Même si plus de 3000 magasins ont fermé leurs portes en France en cinq ans, le retail en périphérie, la restauration et les loisirs continuent d’afficher une croissance insolente. David Bourla, Head of Research chez Newmark, nous détaille cette mutation profonde du paysage commercial français.

RETAIL

Rallye, Jennyfer, Chaussexpo, Mister Menuiserie, Esprit, Keria, Cash Converters, Olly Gan, The Body Shop France, Burton of London, Kaporal, Café Coton… Le nombre d’enseignes liquidées en 2024-2025 est impressionnant. Depuis 2020, plus de 3000 magasins ont fermé leurs portes en France, rien que dans le secteur de la mode. San Marina et Camaïeu ont disparu, Minelli, Go Sport et André ont fermé plus des trois quarts de leurs points de vente. Un Jour Ailleurs, Kookaï et Du Pareil Au Même en ont conservé moins de la moitié. Le parc de boutiques a chuté de 16% en cinq ans.

Des causes multiples

Les raisons de cette crise sont connues : le moral en berne des Français qui préfèrent épargner plutôt que dépenser, la concurrence du commerce en ligne, le succès des articles de seconde main, la mauvaise gestion de certaines enseignes, et le remboursement des prêts gouvernementaux octroyés durant le Covid qui ont mis à mal les entreprises les plus fragiles.

Tout n’est pas noir

Une étude très complète du cabinet de conseil en immobilier Newmark, intitulée « Retail Lab », montre toutefois que le marché des commerces dans l’Hexagone n’est pas dans une spirale négative hors de contrôle. Loin de là. À force de regarder le verre à moitié vide, on oublie parfois qu’il est également à moitié plein… « Il ne faut pas fermer les yeux sur les enseignes qui souffrent et qui réduisent leur nombre de magasins, mais il est également important de noter que de nombreux acteurs continuent de se développer et d’ouvrir de nouveaux points de vente », explique David Bourla, Head of Research chez Newmark.

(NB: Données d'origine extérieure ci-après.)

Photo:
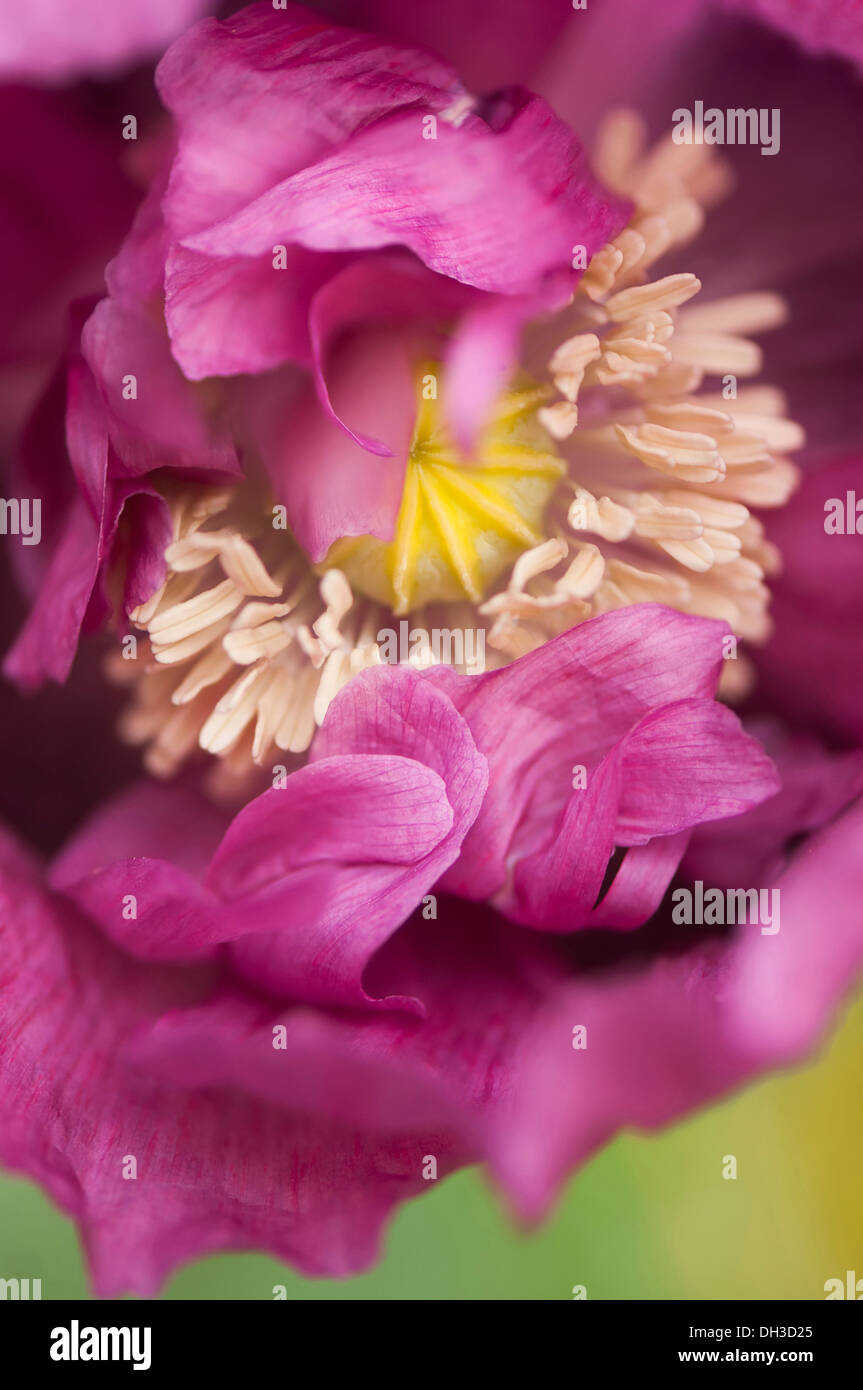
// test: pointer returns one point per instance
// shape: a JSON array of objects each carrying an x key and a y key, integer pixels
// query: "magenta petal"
[
  {"x": 317, "y": 875},
  {"x": 381, "y": 289},
  {"x": 43, "y": 41},
  {"x": 387, "y": 185},
  {"x": 149, "y": 819},
  {"x": 641, "y": 883},
  {"x": 150, "y": 908},
  {"x": 164, "y": 423},
  {"x": 346, "y": 1068},
  {"x": 270, "y": 91},
  {"x": 556, "y": 887},
  {"x": 687, "y": 763},
  {"x": 216, "y": 1169},
  {"x": 753, "y": 848},
  {"x": 349, "y": 491},
  {"x": 562, "y": 706},
  {"x": 45, "y": 649},
  {"x": 785, "y": 986},
  {"x": 239, "y": 314}
]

Des projets d’ouverture à la pelle

En 2024, 190 plans de développement avaient été annoncés par des retailers, représentant près de 3 000 ouvertures potentielles de points de vente. Depuis le début du mois de janvier, 130 nouveaux projets ont été dévoilés, soit près de 2 000 magasins supplémentaires. Comme les années précédentes, la restauration représente, grâce au dynamisme de la franchise, la plus grande part des enseignes en cours de développement, soit 28 % du total. « L’essor de nouveaux concepts comme les coffee shops, les donuts, le poulet frit pousse de nouvelles enseignes », assure David Bourla. Les enseignes d’alimentation, notamment de boulangeries, se développent également beaucoup, tout comme certains spécialistes de la beauté et de la santé, notamment dans l’optique et l’audition. Le sport et les loisirs sont aussi en pleine progression. Savez-vous par exemple que le premier vendeur d’habillement en France est… Intersport ? L’activewear se porte aussi très bien avec des enseignes comme Lululemon.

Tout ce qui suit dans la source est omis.